Solve the equation. Choose the method you prefer to use. Check your answer.

To solve the equation b/13 - 9b/13 = 48/13, we can combine the like terms on the left side of the equation.

b/13 - 9b/13 can be simplified to (1 - 9b)/13.

So now, our equation becomes (1 - 9b)/13 = 48/13.

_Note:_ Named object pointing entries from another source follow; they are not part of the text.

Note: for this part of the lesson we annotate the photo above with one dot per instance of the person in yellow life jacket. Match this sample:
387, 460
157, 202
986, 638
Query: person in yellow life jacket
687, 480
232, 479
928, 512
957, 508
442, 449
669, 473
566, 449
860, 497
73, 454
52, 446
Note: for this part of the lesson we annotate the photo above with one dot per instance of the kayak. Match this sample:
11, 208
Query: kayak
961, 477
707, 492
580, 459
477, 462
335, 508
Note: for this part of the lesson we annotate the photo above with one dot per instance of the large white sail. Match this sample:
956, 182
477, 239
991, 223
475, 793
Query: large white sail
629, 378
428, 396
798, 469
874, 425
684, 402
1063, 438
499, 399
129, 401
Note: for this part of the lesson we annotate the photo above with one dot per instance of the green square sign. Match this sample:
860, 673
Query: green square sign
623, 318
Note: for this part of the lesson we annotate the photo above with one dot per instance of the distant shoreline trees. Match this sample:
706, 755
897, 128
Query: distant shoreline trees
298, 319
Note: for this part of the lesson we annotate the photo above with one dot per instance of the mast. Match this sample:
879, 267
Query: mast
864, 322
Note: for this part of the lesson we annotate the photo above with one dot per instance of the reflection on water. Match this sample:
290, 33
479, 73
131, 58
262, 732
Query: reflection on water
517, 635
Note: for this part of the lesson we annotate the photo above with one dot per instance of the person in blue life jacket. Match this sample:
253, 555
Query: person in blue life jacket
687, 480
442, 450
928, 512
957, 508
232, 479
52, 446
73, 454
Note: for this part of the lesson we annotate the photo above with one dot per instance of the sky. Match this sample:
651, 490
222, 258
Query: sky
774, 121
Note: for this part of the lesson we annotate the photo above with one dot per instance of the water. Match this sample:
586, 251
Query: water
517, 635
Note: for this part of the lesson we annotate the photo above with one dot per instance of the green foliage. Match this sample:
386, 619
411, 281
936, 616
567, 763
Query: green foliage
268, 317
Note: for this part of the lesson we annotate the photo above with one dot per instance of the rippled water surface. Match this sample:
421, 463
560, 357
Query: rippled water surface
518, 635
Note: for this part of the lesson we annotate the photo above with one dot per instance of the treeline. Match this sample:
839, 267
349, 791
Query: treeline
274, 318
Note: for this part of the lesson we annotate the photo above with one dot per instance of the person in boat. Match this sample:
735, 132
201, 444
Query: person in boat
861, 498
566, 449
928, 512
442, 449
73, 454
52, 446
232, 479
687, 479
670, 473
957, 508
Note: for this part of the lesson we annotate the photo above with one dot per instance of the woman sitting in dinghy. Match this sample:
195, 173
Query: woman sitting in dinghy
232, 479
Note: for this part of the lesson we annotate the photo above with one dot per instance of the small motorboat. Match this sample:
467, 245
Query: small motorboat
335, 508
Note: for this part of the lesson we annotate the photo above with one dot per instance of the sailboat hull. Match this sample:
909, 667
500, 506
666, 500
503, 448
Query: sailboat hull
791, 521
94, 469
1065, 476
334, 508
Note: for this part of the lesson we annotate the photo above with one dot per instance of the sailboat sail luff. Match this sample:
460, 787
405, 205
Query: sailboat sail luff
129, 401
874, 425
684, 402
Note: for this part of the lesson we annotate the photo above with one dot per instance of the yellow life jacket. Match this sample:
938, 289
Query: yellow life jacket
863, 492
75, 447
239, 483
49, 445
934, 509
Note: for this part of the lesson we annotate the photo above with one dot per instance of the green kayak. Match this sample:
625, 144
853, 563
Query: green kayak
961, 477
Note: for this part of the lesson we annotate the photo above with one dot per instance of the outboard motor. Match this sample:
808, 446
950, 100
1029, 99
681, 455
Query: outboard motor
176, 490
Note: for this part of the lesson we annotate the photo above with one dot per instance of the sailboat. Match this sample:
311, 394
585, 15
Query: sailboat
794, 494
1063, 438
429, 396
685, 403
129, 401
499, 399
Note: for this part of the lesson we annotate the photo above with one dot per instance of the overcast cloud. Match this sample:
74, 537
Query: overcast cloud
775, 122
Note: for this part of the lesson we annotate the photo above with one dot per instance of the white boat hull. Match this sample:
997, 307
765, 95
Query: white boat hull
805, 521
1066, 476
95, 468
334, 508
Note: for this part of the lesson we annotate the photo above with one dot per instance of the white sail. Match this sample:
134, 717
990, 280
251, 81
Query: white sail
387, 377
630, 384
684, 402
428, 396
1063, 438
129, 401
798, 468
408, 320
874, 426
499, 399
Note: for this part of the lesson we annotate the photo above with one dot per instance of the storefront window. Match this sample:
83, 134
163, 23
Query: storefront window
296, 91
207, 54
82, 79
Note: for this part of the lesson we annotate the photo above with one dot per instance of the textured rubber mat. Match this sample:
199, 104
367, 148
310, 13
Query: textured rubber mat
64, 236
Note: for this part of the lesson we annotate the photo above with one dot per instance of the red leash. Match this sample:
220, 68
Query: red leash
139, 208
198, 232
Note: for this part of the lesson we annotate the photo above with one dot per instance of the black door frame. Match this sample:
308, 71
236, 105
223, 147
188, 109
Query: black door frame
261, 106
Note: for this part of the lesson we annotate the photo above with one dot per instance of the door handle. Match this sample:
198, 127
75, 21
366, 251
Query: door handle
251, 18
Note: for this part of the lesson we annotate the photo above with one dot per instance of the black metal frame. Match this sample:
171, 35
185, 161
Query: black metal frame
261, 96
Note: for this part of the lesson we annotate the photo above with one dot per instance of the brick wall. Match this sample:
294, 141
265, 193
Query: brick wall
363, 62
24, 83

To isolate the variable, we can multiply both sides of the equation by 13:

13 * (1 - 9b)/13 = 13 * (48/13).

This simplifies to (1 - 9b) = 48.

Next, let's isolate the variable term by subtracting 1 from both sides of the equation:

(1 - 9b) - 1 = 48 - 1.

This simplifies to 1 - 9b - 1 = 47.

Simplifying further, we have -9b = 47.

To solve for b, we can divide both sides of the equation by -9:

-9b/-9 = 47/-9.

This simplifies to b = -47/9.

So the solution to the equation is b = -47/9.

To check our answer, we can substitute b = -47/9 back into the original equation:

(-47/9)/13 - 9(-47/9)/13 = 48/13.

(-47/9)*(1/13) - 9*(-47/9)*(1/13) = 48/13.

-47/117 - 9*(-47/117) = 48/13.

-47/117 + 423/117 = 48/13.

(-47 + 423)/117 = 48/13.

376/117 = 48/13.

We can see that both sides of the equation are equal, so our solution b = -47/9 is correct.